Wahlen sind das sichtbarste Gesicht der Demokratie. Doch die Einrichtung von Wahlurnen allein ist noch kein Garant für die Volkssouveränität. In einem Umfeld, in dem die Opposition unter Druck steht, die Meinungsfreiheit eingeschränkt ist und wirtschaftliche und politische Macht in bestimmten Händen konzentriert ist, können Wahlen weit davon entfernt sein, eine echte Wahlmöglichkeit darzustellen. In solchen Fällen wird die Wahlurne weniger zu einem Instrument, das den Willen der Bürger widerspiegelt, als vielmehr zu einer Legitimationszeremonie des bestehenden Systems.

 

Deshalb muss man in der Demokratiedebatte nicht nur auf die Namen der Institutionen achten, sondern auch auf deren tatsächliche Funktionsweise.

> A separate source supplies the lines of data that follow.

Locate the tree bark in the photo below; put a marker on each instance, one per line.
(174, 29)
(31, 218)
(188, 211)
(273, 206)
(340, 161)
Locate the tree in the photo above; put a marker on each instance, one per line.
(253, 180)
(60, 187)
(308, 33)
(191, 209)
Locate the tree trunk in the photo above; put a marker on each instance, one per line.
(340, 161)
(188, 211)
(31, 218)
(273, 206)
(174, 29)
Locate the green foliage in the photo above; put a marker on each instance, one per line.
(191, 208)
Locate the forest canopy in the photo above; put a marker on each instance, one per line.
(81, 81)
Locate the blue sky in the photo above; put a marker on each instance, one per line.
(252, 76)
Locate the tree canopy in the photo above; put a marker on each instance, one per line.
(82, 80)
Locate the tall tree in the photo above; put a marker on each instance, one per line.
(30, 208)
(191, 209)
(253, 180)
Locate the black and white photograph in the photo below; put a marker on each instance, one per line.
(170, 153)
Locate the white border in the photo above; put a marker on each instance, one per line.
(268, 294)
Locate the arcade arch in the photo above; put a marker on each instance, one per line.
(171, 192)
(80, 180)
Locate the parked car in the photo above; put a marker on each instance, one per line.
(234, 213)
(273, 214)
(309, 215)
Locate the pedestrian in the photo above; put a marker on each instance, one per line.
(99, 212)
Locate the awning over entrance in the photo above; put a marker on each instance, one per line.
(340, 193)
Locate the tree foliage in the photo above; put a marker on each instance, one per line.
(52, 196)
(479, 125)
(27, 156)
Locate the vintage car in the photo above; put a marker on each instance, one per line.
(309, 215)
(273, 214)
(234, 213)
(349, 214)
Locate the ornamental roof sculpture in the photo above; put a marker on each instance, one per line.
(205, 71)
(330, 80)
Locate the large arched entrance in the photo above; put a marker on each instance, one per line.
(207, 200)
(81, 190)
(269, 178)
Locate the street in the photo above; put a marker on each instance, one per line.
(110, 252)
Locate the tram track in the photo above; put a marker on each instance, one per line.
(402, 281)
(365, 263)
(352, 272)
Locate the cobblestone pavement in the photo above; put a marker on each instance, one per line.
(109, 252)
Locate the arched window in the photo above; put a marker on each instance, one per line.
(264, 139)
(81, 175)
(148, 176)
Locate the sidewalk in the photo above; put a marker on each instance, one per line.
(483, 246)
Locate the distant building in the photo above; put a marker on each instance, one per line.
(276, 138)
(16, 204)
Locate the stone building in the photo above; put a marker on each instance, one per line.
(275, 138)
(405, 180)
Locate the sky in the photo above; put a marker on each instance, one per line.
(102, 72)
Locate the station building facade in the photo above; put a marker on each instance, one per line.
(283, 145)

Die Unabhängigkeit der Justiz, die Pluralität der Medien, faire Wahlen und die Gewährleistung der Bürgerrechte sind unverzichtbare Voraussetzungen für ein demokratisches Leben. Fehlen diese, können die Institutionen zwar bestehen bleiben, die Demokratie jedoch nicht.

 

Der Grad der Freiheit einer Gesellschaft wird nicht durch die Anzahl ihrer Institutionen bestimmt, sondern dadurch, ob diese Institutionen im Namen des Volkes, für das Volk und unter dessen Kontrolle arbeiten. Denn Demokratie existiert nicht in Gebäuden, nicht auf Schildern und auch nicht auf den Seiten von Verfassungsbüchern; sie existiert nur in dem Maße, wie sie im täglichen Leben der Bürger zum Tragen kommt.

 

Demokratie lebt nicht vom Schein, sondern von der Praxis.

 

Und manchmal ist das größte Problem eines Landes nicht der Zusammenbruch seiner Institutionen, sondern dass sie zwar nach außen hin intakt erscheinen, innerlich jedoch ausgehöhlt sind.